Celibacy was also embraced by the Jews, either temporarily or permanently, as an adjunct to devotion to God. “And Moses came down from the mount to the people, and sanctified them. And when they had washed their garments, [15] He said to them: Be ready against the third day, and come not near your wives.”
Paul says: Now concerning the thing whereof you wrote to me: It is good for a man not to touch a woman. [2] But for fear of fornication, let every man have his own wife, and let every woman have her own husband.
Of course we don’t know the details of the marriage arranged between Mary and Joseph, except that they did abstain at least until after Jesus was born, but I do believe an agreed celibate marriage is a reasonable possibility.
Love,
O2
But this is extra-ordinary claim, requiring extra-ordinary proof. The text does not support this claim; in fact, the plain reading seems to present the opposite claim, and only by using the less frequently used meaning of “until” is this extra-ordinary claim even possible.
Also, how is her perpetual virginity relevant to a believer’s salvation?
Conjecture is not Scripture.

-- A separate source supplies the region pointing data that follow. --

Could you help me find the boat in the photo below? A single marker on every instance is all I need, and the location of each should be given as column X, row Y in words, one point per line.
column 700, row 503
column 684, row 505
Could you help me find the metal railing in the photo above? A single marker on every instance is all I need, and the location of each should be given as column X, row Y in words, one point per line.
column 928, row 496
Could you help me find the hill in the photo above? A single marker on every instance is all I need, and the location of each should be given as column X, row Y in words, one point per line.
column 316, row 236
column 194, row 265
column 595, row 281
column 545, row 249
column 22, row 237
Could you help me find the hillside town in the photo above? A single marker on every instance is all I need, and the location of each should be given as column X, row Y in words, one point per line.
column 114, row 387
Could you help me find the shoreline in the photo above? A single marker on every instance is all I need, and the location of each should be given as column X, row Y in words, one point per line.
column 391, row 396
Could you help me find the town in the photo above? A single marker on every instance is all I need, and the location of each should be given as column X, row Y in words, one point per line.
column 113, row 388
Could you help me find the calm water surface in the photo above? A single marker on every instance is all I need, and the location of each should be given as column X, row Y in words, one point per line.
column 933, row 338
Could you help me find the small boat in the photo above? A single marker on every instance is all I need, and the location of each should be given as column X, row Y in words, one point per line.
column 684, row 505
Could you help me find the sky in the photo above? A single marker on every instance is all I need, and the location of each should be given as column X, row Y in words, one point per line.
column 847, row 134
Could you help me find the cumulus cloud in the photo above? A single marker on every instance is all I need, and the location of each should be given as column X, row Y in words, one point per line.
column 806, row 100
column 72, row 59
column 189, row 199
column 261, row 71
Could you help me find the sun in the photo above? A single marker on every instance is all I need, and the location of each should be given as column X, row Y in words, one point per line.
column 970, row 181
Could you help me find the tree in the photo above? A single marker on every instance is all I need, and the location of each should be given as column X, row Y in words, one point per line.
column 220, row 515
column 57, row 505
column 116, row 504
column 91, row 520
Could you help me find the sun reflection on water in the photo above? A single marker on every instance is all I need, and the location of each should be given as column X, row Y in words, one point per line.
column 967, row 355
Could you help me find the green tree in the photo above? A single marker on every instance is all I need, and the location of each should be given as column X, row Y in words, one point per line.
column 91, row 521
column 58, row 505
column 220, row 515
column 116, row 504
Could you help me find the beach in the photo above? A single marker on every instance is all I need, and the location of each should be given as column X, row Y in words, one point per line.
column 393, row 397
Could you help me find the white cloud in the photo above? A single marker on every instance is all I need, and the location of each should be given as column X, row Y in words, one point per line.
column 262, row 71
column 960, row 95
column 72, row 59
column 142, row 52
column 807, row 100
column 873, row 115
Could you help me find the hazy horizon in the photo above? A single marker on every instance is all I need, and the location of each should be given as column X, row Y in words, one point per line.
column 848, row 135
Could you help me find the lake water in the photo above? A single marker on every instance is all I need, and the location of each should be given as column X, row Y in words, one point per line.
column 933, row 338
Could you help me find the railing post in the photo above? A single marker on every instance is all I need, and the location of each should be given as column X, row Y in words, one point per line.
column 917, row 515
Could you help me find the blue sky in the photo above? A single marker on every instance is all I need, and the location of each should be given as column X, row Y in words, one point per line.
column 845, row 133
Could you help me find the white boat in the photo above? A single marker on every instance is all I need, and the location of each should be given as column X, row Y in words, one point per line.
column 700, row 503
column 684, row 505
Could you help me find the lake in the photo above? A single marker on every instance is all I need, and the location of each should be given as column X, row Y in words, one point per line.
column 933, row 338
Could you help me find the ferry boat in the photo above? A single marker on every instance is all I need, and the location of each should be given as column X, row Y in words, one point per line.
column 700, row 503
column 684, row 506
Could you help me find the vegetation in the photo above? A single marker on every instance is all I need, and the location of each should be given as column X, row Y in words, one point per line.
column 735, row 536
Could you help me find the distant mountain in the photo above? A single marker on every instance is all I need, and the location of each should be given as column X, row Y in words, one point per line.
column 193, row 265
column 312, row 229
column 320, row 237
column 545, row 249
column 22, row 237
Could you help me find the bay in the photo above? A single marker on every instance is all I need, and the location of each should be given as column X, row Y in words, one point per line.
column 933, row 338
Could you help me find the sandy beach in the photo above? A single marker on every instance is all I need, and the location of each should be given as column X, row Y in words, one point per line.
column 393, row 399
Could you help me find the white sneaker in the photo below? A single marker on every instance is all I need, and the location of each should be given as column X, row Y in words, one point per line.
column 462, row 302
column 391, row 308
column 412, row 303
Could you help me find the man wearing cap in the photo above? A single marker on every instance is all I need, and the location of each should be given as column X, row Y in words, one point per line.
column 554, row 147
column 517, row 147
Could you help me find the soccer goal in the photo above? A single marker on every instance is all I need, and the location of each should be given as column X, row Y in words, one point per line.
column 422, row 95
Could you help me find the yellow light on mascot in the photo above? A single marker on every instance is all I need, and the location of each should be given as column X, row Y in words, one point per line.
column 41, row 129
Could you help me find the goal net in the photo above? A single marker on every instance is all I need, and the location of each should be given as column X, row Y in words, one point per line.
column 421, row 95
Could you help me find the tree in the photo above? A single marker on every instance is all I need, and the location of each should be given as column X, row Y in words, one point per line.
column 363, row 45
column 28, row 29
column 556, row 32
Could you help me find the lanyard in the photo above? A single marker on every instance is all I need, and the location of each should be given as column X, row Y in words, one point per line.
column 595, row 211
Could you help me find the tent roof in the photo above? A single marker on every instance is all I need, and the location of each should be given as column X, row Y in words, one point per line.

It's only the same kind of reasonings that leave one spiritually afloat and lost without the compass that points truly to Jesus and security forever.
Don't waste your time on this kind of thing.
Mary did have more children, and at least some of them were influential in the days when the literature of the New Covenant was being written. The Book of James, her son, half-brother to Jesus, was one of the earliest letters sent to the churches, warning them of imposters.
The same kind of imposters are mightily active today, and need sharp, decisive reproof.